Talk with your healthcare team about your risk for lymphedema and what you can do to help keep it from starting. Here are some other things you may want to ask your provider about:

  • Is it OK to have your blood pressure taken in your at-risk arm? You may be advised by your healthcare provider to not have your blood pressure taken in your at-risk arm. Check with your healthcare provider.

  • Is it OK to have blood drawn or an IV (intravenous) line put in your at-risk arm? You may be advised by your healthcare provider to not have your blood drawn or put an IV in your at-risk arm. Check with your healthcare provider.

  • What’s the best way to care for and watch your skin? What’s normal for you now? (If you had surgery or radiation, the treated parts of your body may look and feel different.)
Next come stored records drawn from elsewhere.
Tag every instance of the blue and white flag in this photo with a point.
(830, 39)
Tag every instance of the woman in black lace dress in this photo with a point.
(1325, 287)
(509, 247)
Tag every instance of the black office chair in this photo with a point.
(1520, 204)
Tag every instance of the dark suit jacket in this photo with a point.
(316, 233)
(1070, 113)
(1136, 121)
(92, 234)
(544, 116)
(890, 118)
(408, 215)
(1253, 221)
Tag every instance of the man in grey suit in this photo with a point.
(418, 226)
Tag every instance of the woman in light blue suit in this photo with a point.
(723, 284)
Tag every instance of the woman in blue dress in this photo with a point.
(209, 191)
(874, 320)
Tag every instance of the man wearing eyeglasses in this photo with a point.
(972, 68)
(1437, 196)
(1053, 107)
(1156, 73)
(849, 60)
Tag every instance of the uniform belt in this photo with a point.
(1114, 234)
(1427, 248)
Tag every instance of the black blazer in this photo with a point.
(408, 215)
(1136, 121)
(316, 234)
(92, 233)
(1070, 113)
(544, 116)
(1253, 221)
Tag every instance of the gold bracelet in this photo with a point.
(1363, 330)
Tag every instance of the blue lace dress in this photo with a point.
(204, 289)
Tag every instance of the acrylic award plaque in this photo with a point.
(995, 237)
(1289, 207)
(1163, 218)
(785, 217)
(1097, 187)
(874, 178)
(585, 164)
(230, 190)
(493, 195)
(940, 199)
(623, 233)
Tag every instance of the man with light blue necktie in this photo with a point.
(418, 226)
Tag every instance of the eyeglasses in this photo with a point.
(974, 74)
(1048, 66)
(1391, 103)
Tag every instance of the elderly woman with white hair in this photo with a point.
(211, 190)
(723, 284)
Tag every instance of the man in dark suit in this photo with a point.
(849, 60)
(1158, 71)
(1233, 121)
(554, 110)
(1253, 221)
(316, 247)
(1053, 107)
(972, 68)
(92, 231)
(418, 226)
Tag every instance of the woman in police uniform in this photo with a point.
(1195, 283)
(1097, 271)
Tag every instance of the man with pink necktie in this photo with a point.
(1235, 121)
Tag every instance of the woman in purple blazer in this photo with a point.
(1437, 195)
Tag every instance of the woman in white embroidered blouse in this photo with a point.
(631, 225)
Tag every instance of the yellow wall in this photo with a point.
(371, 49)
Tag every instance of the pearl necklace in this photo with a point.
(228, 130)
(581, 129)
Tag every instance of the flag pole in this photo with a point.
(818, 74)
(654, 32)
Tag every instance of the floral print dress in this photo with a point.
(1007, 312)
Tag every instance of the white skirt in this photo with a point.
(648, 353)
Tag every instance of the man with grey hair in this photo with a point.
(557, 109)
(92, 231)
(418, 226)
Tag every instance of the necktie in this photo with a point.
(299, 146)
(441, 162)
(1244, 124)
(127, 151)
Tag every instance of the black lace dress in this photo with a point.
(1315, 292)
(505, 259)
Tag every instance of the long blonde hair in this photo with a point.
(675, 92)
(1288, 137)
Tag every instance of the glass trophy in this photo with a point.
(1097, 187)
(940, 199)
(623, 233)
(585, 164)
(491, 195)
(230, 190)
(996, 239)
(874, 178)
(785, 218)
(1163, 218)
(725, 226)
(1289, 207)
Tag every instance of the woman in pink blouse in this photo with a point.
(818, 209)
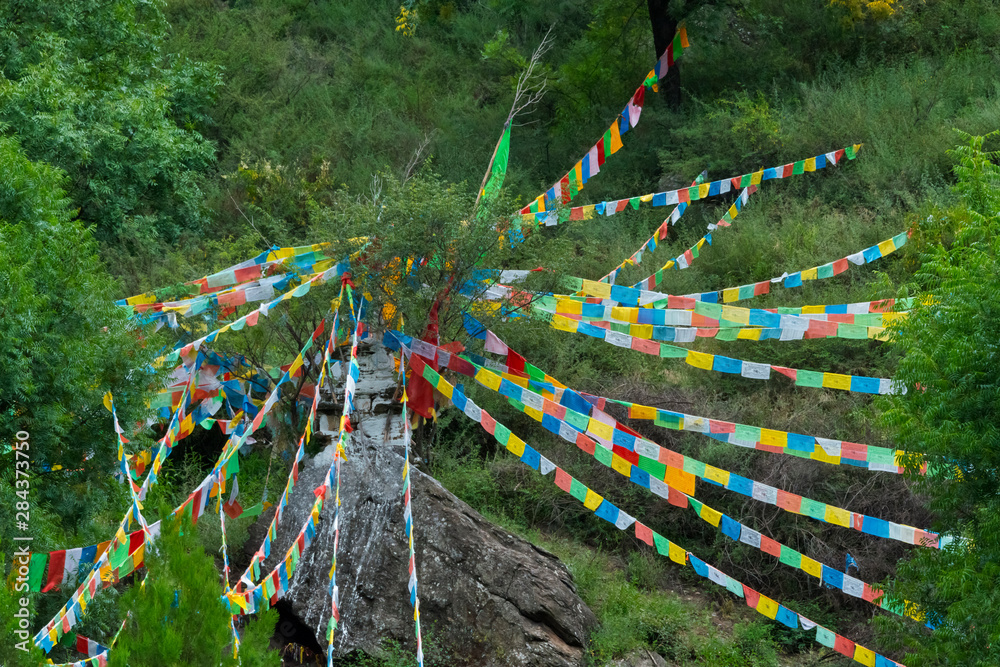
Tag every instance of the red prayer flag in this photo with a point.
(644, 533)
(57, 562)
(844, 645)
(563, 480)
  • Should you take arm measurements? If so, how do you do it and how often should you measure?

  • Are there any types of clothes you need to wear or not wear?

  • Do you need to take any extra care when you travel?

You are at risk for lymphedema for the rest of your life, so talk with your healthcare team and try to make their advice part of your regular habits.

When should I call my healthcare provider?

Call your healthcare provider right away if you have:

  • Fever of 100.4ºF (38ºC) or higher, or as directed by your healthcare provider

  • Any of these changes in the at-risk arm, armpit, chest, or neck:

    • Signs of infection such as red blotches, warmth, or pain

    • Sudden new swelling

    • New heaviness or weakness

    • New pain

    • Cracking or peeling skin

Ask your healthcare provider what signs to watch for and when to call. Know how to get help after office hours and on weekends and holidays.